If you’re married, you and your spouse should sit down together at least once a month and talk about your family finances for the upcoming month. Money fights and money problems are a major factor in divorce today. Having this meeting regularly can help prevent that and build unity in your marriage.
If you’re single, you should still sit down and make a plan for the upcoming month. It might be wise to share your plan with someone close to you; have an accountability partner. It could be a parent, a sibling, or a close friend– someone that will help hold you to your commitments.
If you need to argue some and have a little heated discussion about the family finances, this is your forum to do so. This is where you can share your feelings, talk about what is important, and make compromises together. Be willing to give up a few things that you want in order for your spouse to get a few things that she wants. This is called compromise. Welcome to marriage.
In this meeting you should allocate every single dollar of your household income– from income to zero. Write the checks, pay the bills, and fill your envelopes; put everything in writing. Have the mindset that the money is already spent when the budget is set and agreed on, and the meeting is over.
Do not place the burden to handle the budget entirely on your spouse. You are a couple. You are a team– work together. Together you are a family– it is our money and our family and our house and our dreams and our life.
One of you might be more inclined to make spreadsheets and budget sheets or understand money better. That is okay. You don’t both have to be budget nazis and math whizzes. But you do both need to look at the budget, know what is on it, agree with what is on it, and be willing to follow it.
If you are not being honest about your spending habits or you’ve been hiding something financially from your partner, this meeting would be a good time to get it out there. It’s time to be transparent. Be sympathetic of the faults your spouse might have brought to the table. Appreciate the honesty, be willing to forgive, and be willing to change together going forward. You are no longer going to hold things back financially from each other.
Don’t be mad at her because she wasn’t doing the budget correctly or because she was running up credit card debt that you didn’t know about, when you never sat down with her to make the budget or never had a in depth discussion about the family finances. You’re both at fault. Nobody is perfect. Commit to handle the finances together.
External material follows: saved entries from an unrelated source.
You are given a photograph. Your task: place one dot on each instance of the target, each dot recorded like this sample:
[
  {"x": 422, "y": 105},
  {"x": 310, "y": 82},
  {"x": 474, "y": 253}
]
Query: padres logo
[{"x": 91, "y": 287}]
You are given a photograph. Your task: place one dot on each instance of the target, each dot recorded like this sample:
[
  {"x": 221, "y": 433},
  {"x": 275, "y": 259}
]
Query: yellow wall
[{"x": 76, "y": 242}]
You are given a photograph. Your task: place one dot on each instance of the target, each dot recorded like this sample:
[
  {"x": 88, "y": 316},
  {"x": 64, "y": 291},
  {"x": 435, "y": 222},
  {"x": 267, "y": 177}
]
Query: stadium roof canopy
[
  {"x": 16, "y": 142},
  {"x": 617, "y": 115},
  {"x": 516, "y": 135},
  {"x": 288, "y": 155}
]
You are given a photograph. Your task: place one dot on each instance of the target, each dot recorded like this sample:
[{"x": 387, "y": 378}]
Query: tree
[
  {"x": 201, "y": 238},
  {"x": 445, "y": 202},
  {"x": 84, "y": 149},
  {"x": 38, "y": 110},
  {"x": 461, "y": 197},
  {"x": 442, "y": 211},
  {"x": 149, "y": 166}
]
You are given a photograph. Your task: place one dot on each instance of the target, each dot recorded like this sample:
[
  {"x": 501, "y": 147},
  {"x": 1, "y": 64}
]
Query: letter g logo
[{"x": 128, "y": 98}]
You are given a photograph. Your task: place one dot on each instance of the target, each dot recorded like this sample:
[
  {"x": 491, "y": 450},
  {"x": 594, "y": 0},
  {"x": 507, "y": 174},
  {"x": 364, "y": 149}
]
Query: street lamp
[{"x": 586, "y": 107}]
Financial infidelity is a problem; I am not undermining that issue. If you are lying to your spouse and hiding something from him or her, you need to come clean. If this has been a long standing issue in your marriage, you might need to see a marriage counselor to help you learn how to best approach your spouse about it. Not being transparent and honest about your household finances will destroy your marriage.
The family budget meeting is where you discuss your lives. It’s where you talk about your dreams, your desires, and the things that matter. What you decide to do with your money will reflect your values and the things that you want. Your budget is a direct reflection of the things that are most important to your family.
Sitting down together regularly to discuss your household finances will keep you on the same page with your spouse, enable transparency and honesty, empower your relationship, increase your wealth building power, and improve the unity in your marriage.
A family that budgets together, stays together.
Me and my husband have never in eleven years sat down and gone over our money together. I did the bills by myself for eight years and then he got a separate account and now we have his and her money. I haven’t seen my husbands paycheck in three years. I’ve asked and begged for him to have our account and no secrets or single bank accounts to separate us and he refuses. It literally has killed our marriage, it isn’t a marriage. It defeats the whole purpose of marriage. I have lost all trust and security in my marriage. It is so important to be a team and to communicate and work together.